Publicado em 16 Março 2013
Anderson Alcântara é escritor e jornalista.
O Peru é o que se pode chamar de um país de vanguarda. O Brasil sente-se orgulhoso com o fato de emprestar a flor da modernidade das nossas urnas eletrônicas aos irmãos paraguaios. No Peru, a evolução do processo político caminha com uma velocidade mais terrível. Os peruanos, no entanto, são humildes e avessos à propaganda. Cultivam a flor do silêncio e do segredo.
Na cidade peruana de 9 de Julho reside o néctar do processo eleitoral. Com menos de mil habitantes, o município é um bastião da democracia. O prefeito Brener Tolentino sabe do que estou falando. Ele foi eleito após um funcionário público atirar uma moeda para cima e dar cara. Pior para seu concorrente, Dionísio Yapanqui, que para homenagear sua senhora, escolheu coroa. Nunca vi nada mais democrático. Na eleição normal, os dois políticos empataram. A moeda de 50 centavos, na sua modesta soberania, ficou com o veredicto. Tenho certeza de que a moeda escolheu o melhor candidato.
Em poucos anos, o Brasil se tornaria uma potência mundial, se utilizasse o futurista método peruano. Todas as eleições, do vereador ao presidente, todas passariam pelo crivo da moeda, de preferência de 1 real. Só para mostrarmos nossa superioridade sobre os irmãos sulamericanos. Diretor de escola, de clube de futebol, até síndico passariam pelo mesmo infalível sistema.
As vantagens da moeda são várias. O País economizaria bilhões de reais com custos de campanhas, caixas-dois, urnas, marqueteiros e outros gastos. Na televisão, não seríamos obrigados a beber do amargo fel do horário eleitoral gratuito. A nossa ração diária de novela estaria garantida. Não haveria a necessidade de comícios e discursos. No caso dos discursos, os políticos guardariam para o dia da posse. A politicagem estaria extinta para sempre. Poderíamos ver candidatos se abraçando, não muito forte, mas com sentida sinceridade. Os governadores e prefeitos se preocupariam mais em governar e prefeitar, sabendo que a moeda seria a única senhora de seus destinos. A língua presidencial manteria sua natural umidade: não haveria a necessidade de destilar veneno nos pronunciamentos.
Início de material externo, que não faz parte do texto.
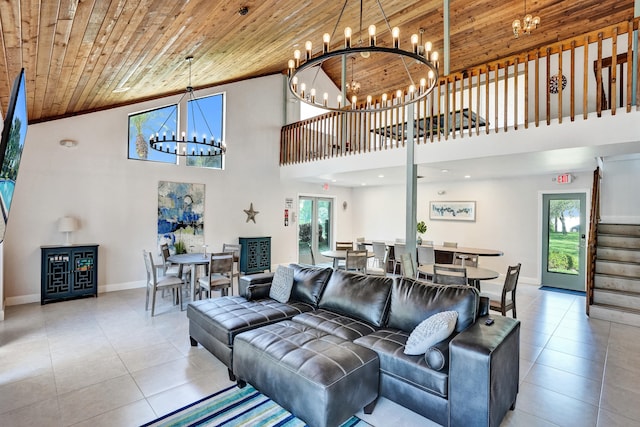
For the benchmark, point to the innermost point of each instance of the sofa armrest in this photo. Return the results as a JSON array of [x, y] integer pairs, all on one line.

Não haveria candidatos por demais tortos ou paralíticos frente à ética. O excesso de virtude também não sensibilizaria a moeda. Por ser escassa a necessidade de ofensa, o povo passaria a acreditar nos seus governantes e as crianças cresceriam tendo lições de solidariedade.
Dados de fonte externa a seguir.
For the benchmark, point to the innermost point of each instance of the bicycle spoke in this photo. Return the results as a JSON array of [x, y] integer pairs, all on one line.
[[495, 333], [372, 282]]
Mais importante que tudo isso, nos desobrigaria a votar. Isso tiraria o injusto peso da nossa consciência. Está provado que nós, brasileiros, não sabemos votar. Estaria resolvido para sempre o nosso problema. A moeda nos indicaria o caminho a seguir e iluminaria o futuro da nossa nação, estado, cidade e prédio. Como estamos falando do Brasil, em caso de improbidade administrativa, a moeda novamente decidiria se o governante deveria ou não sofrer impeachment. Não há como recorrer contra a verdade esculpida na moeda. Cara ou coroa. Apenas desses dois elementos dependeria a nossa sorte.